About the intra-operative two field (mediastinal and abdominal) lymph node dissection, the number of LN removed depended on the surgeon. The median of LN dissected for pathological examination was 25 (range, 2-49) (line 104-106).

  1. The subjects of our study were cT1N0M0 patients. Therefore, all patients were cN0 before treatment. Four patients (12.5%) in the esophagectomy group had pathological LN after the surgery, indicating the limitation of clinic staging tools even the use of PET-CT scans.

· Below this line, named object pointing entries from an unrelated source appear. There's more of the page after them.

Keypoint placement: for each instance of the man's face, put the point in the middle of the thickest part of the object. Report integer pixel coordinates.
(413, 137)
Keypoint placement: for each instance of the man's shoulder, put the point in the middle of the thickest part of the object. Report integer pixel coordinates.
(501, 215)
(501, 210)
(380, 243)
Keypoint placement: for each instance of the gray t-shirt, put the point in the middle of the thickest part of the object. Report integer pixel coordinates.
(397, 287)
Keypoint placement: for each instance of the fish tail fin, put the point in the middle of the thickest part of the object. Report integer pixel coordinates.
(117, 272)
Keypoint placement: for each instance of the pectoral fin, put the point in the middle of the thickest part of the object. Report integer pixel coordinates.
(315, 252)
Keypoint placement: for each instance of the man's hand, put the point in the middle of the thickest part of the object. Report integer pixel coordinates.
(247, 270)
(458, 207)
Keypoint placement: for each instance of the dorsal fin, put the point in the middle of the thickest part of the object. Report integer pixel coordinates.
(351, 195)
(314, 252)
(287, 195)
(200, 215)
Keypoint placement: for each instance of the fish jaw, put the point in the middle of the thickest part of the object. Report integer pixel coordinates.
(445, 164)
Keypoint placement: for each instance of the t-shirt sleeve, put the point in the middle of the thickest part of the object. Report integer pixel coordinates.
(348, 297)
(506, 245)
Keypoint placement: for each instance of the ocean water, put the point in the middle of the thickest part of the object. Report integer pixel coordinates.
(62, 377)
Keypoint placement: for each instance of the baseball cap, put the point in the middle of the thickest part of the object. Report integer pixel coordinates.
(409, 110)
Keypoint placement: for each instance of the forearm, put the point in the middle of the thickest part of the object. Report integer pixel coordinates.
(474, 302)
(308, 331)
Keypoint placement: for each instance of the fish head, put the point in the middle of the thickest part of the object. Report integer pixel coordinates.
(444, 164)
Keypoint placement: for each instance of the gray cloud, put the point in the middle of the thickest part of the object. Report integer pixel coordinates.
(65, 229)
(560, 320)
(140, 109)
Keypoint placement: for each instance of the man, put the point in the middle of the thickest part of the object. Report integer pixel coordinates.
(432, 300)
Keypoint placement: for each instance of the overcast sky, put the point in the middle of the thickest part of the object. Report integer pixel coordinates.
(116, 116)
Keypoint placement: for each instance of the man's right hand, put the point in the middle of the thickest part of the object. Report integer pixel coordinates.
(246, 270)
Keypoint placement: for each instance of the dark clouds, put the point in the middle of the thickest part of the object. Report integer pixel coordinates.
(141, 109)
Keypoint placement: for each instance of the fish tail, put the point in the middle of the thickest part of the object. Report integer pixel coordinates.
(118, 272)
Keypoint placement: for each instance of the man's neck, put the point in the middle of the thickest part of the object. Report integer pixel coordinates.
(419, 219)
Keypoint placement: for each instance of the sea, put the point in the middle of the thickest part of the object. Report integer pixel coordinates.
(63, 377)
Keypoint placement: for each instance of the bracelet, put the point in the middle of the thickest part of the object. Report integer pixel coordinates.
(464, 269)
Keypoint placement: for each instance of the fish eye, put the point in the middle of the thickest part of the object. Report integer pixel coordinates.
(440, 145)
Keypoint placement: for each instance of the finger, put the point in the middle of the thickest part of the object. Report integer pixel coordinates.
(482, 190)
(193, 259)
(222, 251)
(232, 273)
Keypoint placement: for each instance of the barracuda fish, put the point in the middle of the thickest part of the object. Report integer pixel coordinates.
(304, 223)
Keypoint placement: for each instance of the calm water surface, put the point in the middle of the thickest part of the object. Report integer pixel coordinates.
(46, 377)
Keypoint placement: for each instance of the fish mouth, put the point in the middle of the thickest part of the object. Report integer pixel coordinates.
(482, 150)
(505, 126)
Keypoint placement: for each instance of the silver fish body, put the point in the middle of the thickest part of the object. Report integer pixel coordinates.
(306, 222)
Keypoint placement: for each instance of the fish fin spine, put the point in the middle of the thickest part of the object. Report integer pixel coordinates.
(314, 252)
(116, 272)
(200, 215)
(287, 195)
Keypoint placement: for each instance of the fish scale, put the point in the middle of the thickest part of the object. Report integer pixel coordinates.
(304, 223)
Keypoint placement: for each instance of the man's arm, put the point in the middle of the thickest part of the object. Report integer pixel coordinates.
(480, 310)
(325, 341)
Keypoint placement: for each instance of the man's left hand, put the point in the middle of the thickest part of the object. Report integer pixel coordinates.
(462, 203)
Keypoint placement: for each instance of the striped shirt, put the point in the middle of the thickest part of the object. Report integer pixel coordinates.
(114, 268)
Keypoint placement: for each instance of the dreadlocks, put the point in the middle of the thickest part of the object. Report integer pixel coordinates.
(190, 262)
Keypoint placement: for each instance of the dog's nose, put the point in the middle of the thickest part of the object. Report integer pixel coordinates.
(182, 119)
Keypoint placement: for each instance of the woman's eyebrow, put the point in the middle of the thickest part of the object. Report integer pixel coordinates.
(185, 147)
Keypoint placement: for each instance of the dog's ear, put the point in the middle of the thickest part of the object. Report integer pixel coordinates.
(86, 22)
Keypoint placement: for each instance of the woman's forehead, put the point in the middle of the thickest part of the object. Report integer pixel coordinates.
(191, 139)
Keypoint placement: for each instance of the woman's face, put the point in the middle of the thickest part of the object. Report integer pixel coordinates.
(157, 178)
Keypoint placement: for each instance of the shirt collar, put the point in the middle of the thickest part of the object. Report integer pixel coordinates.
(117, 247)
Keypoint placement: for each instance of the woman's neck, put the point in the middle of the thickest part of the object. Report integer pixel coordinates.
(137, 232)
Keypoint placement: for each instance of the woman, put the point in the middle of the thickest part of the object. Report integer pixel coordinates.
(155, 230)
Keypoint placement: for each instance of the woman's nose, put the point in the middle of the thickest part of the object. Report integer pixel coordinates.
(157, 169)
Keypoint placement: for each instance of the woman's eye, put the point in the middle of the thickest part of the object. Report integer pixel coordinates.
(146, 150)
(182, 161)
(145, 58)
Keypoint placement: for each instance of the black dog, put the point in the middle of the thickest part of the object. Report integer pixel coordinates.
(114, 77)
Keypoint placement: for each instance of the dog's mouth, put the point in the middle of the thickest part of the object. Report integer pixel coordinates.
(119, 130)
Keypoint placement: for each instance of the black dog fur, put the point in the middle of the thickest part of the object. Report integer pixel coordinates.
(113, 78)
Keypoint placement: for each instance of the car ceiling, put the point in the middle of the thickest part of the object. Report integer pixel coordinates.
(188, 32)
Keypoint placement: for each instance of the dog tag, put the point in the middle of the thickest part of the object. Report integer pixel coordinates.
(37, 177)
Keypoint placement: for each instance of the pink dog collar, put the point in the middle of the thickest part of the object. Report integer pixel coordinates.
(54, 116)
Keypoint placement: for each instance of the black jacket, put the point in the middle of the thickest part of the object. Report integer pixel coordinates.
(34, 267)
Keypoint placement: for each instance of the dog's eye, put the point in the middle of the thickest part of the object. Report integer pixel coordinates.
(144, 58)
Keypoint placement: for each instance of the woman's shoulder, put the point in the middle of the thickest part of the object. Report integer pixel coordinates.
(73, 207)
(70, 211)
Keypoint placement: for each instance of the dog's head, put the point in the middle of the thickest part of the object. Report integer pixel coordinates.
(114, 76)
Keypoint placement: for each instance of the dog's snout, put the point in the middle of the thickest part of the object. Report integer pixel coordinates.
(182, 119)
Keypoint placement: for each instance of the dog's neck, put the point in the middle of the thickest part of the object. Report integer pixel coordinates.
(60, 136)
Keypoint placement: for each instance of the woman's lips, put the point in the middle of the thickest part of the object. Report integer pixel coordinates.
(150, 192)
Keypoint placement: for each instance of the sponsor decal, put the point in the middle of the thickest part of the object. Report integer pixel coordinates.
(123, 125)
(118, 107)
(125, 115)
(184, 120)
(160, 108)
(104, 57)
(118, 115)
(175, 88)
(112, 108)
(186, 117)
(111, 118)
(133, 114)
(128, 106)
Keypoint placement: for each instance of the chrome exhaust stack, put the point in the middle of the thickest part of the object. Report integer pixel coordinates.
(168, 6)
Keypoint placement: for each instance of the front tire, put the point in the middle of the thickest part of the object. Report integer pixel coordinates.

  2. ESD is a highly technique-demanding procedure. Therefore, it can be expected that the R0 resection will vary (greatly) among experienced and less-experienced endoscopists. Since we included 3 endoscopists having different degree of experience, the results of ESD in this study may be regarded as an averaged-experience endoscopist. However, we recommended esophageal ESD should be reserved for the experienced endoscopists in the discussion section (line 286-289).
  3. According to our institutional policy, only treatment-naïve patients must be discussed for their primary treatment in the multidisciplinary tumor board. Therefore, what kind of adjuvant treatment is required after ESD is determined by individual doctors, and usually depends on the patient's comorbidities or the patient's wishes (line 108-110, 122-126).